Stroke Play


Baseball has its homerun derby, hockey has its skills competitions, and football can be played in any number of ways be them contact or flag related. Golf has a couple of different modes of play as well and several are actually used to determine a champion in one type of tournament or another. Different types of play are used in local golf tournaments or charity events with the scramble and shotgun starts being used at different times, but these different types of play are used to determine champions on a professional level. The two main types of play are the match play and stroke play styles; this is a brief overview of stroke play golf.

Stroke play golf is the most popular style of golf played in the United States and throughout the world as it is the usual scoring system used in professional golfing tournaments. Stroke play is the style you think of when watching the Masters or US Open as a player is basically scored on the number of strokes it takes them to complete a golf course on a given day. For instance, if Tiger Woods needs 66 strokes to complete the 18 holes on Augusta National’s course for the Masters then his final score for that day is a 66. All four days are then added up and the golfers are ranked from top to bottom to determine a victor.
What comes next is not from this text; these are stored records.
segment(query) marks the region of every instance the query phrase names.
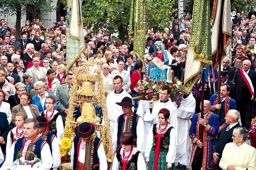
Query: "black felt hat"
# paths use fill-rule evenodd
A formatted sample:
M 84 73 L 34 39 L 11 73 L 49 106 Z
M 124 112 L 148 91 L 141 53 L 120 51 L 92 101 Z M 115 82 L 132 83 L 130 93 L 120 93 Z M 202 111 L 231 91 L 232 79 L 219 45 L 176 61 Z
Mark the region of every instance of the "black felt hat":
M 89 137 L 95 131 L 95 126 L 93 124 L 83 122 L 76 126 L 74 129 L 76 135 L 78 137 L 85 138 Z
M 115 103 L 121 106 L 135 106 L 132 104 L 132 99 L 129 97 L 124 97 L 121 103 Z

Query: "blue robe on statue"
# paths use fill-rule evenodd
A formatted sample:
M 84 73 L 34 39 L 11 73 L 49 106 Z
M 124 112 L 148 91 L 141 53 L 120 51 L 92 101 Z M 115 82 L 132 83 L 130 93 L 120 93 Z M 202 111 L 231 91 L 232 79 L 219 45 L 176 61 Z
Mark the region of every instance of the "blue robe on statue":
M 167 54 L 167 52 L 164 50 L 162 47 L 162 44 L 160 41 L 156 41 L 154 44 L 154 48 L 155 50 L 155 53 L 154 57 L 157 53 L 158 50 L 155 46 L 157 44 L 161 48 L 163 54 L 165 59 L 164 65 L 167 66 L 169 66 L 169 58 Z M 165 69 L 163 71 L 159 69 L 158 67 L 155 67 L 151 68 L 150 70 L 150 74 L 149 75 L 149 79 L 152 82 L 154 81 L 159 82 L 163 81 L 166 82 L 167 80 L 167 69 Z

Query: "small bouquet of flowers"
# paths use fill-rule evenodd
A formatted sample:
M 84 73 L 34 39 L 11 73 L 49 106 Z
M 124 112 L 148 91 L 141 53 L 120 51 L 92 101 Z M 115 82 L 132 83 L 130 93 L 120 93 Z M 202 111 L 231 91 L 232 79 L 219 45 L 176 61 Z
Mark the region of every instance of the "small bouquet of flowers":
M 32 161 L 25 161 L 22 159 L 22 155 L 26 153 L 29 154 L 34 159 Z M 38 168 L 41 164 L 41 159 L 37 158 L 36 155 L 32 152 L 26 152 L 21 153 L 19 152 L 17 156 L 17 159 L 13 163 L 13 165 L 11 167 L 11 170 L 33 170 Z
M 178 92 L 184 91 L 184 87 L 182 86 L 182 81 L 176 78 L 174 79 L 173 83 L 167 83 L 163 81 L 155 81 L 153 83 L 151 80 L 146 81 L 145 80 L 139 80 L 138 85 L 134 87 L 134 91 L 140 94 L 147 93 L 149 95 L 159 94 L 159 90 L 162 86 L 168 85 L 171 87 L 171 95 L 174 96 Z

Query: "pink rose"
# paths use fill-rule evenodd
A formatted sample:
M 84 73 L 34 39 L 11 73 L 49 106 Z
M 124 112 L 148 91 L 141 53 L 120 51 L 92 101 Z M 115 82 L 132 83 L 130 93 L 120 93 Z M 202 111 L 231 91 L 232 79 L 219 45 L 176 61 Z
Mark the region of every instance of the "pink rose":
M 150 93 L 152 92 L 153 91 L 152 91 L 152 88 L 150 87 L 148 87 L 148 89 L 146 91 L 146 92 L 147 92 L 147 93 Z

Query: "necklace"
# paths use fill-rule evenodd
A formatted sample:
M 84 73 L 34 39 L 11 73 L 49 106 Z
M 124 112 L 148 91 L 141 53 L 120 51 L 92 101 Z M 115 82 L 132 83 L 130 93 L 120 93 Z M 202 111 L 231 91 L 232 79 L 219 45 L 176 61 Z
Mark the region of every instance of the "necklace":
M 159 124 L 159 129 L 158 129 L 158 131 L 159 131 L 159 133 L 161 133 L 163 132 L 164 132 L 165 131 L 165 130 L 166 130 L 166 128 L 167 128 L 167 126 L 168 125 L 168 123 L 166 124 L 166 125 L 165 125 L 165 126 L 164 128 L 162 128 L 161 127 L 161 125 Z
M 46 118 L 46 119 L 47 120 L 50 120 L 52 117 L 52 116 L 53 115 L 54 113 L 54 109 L 53 109 L 53 111 L 52 111 L 52 114 L 50 115 L 50 116 L 48 116 L 47 115 L 47 113 L 48 113 L 48 110 L 46 111 L 46 113 L 45 113 L 45 118 Z
M 16 136 L 16 138 L 18 139 L 21 136 L 22 136 L 23 135 L 23 130 L 22 130 L 21 132 L 19 133 L 18 131 L 18 128 L 16 129 L 16 133 L 15 133 L 15 135 Z
M 124 154 L 124 152 L 122 153 L 123 160 L 124 161 L 128 161 L 128 159 L 129 159 L 130 156 L 131 156 L 131 155 L 132 154 L 132 152 L 133 149 L 133 147 L 132 146 L 132 148 L 131 148 L 131 150 L 130 151 L 130 153 L 127 156 L 125 156 L 125 154 Z

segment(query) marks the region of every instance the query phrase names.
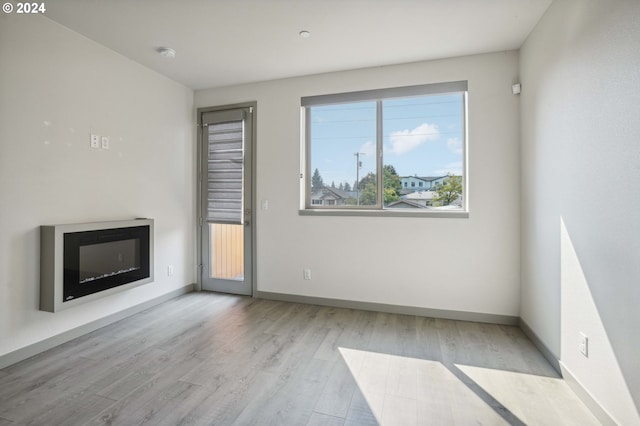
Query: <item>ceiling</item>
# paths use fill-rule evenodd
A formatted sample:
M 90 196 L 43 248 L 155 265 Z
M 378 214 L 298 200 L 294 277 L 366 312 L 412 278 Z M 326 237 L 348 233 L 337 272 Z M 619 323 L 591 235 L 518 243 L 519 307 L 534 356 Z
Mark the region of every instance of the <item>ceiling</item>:
M 518 49 L 551 1 L 55 0 L 46 15 L 198 90 Z

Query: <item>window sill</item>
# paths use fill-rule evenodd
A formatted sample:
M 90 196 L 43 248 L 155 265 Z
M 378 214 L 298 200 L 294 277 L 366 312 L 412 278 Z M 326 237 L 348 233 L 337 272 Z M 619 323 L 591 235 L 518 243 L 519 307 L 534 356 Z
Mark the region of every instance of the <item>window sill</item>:
M 420 209 L 418 209 L 420 210 Z M 298 212 L 300 216 L 360 216 L 360 217 L 433 217 L 447 219 L 468 219 L 468 211 L 416 211 L 416 210 L 366 210 L 366 209 L 301 209 Z

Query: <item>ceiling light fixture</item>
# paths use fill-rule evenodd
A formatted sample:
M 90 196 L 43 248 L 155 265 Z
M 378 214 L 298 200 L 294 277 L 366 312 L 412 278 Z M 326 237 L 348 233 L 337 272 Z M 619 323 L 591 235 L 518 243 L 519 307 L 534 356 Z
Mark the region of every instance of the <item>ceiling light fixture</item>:
M 176 57 L 176 51 L 173 50 L 170 47 L 159 47 L 158 48 L 158 53 L 163 58 L 175 58 Z

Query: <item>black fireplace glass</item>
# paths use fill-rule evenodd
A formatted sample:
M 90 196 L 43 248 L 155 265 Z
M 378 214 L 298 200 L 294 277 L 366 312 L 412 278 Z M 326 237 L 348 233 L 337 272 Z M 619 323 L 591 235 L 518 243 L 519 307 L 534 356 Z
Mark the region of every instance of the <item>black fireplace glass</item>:
M 64 234 L 63 302 L 150 276 L 149 226 Z

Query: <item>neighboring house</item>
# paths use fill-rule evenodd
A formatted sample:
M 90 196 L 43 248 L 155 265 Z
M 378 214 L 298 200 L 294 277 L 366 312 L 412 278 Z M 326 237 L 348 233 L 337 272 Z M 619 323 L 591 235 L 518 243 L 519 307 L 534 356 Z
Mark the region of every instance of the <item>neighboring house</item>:
M 312 206 L 344 206 L 355 203 L 355 191 L 343 191 L 325 186 L 311 193 Z
M 422 207 L 428 207 L 431 205 L 431 200 L 437 197 L 436 191 L 415 191 L 409 194 L 403 195 L 400 198 L 402 200 L 411 201 L 412 203 L 420 204 Z
M 447 176 L 403 176 L 400 178 L 403 190 L 425 191 L 442 185 Z
M 398 200 L 386 205 L 388 209 L 426 209 L 427 206 L 412 200 Z

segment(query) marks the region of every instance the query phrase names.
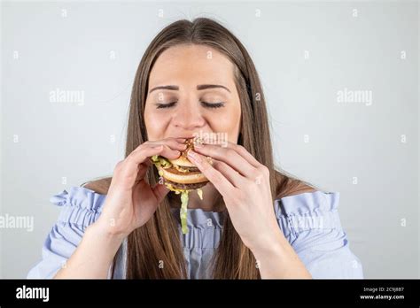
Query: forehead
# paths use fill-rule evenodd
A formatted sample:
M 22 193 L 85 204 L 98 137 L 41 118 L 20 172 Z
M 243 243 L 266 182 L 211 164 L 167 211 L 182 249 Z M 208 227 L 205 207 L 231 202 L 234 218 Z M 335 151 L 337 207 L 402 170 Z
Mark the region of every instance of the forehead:
M 170 47 L 156 60 L 149 76 L 149 86 L 217 82 L 232 85 L 234 65 L 217 50 L 206 45 Z

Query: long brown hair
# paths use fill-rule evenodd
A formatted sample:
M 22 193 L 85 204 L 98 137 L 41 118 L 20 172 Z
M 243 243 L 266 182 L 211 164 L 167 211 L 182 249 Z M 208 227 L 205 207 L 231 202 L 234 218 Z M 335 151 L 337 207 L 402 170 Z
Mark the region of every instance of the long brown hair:
M 183 19 L 170 24 L 156 35 L 145 50 L 136 73 L 131 94 L 126 157 L 147 141 L 144 115 L 148 79 L 153 64 L 164 50 L 178 44 L 209 46 L 224 54 L 233 63 L 235 83 L 241 103 L 241 127 L 237 143 L 269 169 L 273 199 L 305 190 L 311 186 L 292 175 L 286 175 L 285 172 L 276 170 L 279 168 L 275 169 L 266 102 L 253 60 L 232 33 L 220 23 L 206 18 L 198 18 L 193 21 Z M 146 174 L 146 181 L 154 185 L 158 178 L 156 168 L 151 168 Z M 105 179 L 106 191 L 110 181 L 109 178 Z M 223 200 L 220 198 L 220 202 Z M 228 212 L 214 257 L 214 278 L 261 278 L 253 255 L 242 243 Z M 162 262 L 163 269 L 159 266 Z M 187 278 L 178 225 L 170 212 L 168 196 L 152 219 L 128 235 L 126 277 Z

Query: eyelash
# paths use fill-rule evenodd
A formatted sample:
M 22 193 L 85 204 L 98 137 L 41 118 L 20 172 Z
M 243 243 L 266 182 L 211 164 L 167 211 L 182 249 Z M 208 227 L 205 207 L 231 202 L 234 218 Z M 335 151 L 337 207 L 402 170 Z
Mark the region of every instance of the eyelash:
M 219 103 L 207 103 L 207 102 L 200 102 L 206 108 L 221 108 L 224 106 L 223 102 L 219 102 Z M 160 103 L 156 103 L 156 108 L 161 109 L 161 108 L 170 108 L 174 106 L 176 104 L 176 102 L 171 102 L 171 103 L 167 103 L 167 104 L 160 104 Z

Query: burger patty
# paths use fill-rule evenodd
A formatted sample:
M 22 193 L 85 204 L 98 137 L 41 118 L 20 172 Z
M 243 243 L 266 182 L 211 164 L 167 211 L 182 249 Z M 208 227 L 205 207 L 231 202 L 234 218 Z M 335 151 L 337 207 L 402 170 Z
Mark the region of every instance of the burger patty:
M 199 169 L 198 167 L 189 167 L 189 166 L 180 166 L 181 168 L 188 170 L 191 173 L 199 173 Z
M 167 172 L 170 172 L 171 173 L 175 173 L 175 174 L 185 174 L 185 173 L 201 173 L 198 167 L 190 167 L 190 166 L 180 166 L 183 169 L 188 170 L 187 172 L 182 172 L 176 169 L 174 166 L 171 166 L 169 168 L 167 168 L 166 170 Z
M 199 189 L 203 186 L 205 186 L 206 183 L 208 183 L 208 181 L 202 181 L 199 183 L 193 183 L 193 184 L 181 184 L 181 183 L 176 183 L 172 181 L 168 181 L 167 179 L 164 179 L 165 182 L 167 184 L 171 184 L 175 189 Z

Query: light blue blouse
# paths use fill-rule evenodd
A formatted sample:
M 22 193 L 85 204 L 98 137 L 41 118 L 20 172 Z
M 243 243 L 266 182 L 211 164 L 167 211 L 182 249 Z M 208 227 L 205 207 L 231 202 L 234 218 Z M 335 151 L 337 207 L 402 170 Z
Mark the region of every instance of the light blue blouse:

Most tournaments will list the leaders by their scores in relation to par, meaning you will hear that a golfer like Tiger Woods finished tournament at -18 or 18 “under par”. Par is the score given as what the designer or official scorer believes it should take to complete the course. If they believe it takes 72 strokes to complete a course than 72 is “par for the course”. If Tiger then finishes at 66 on the day then he has a score of six under par. This is in essence the way that stroke play is formed and scored.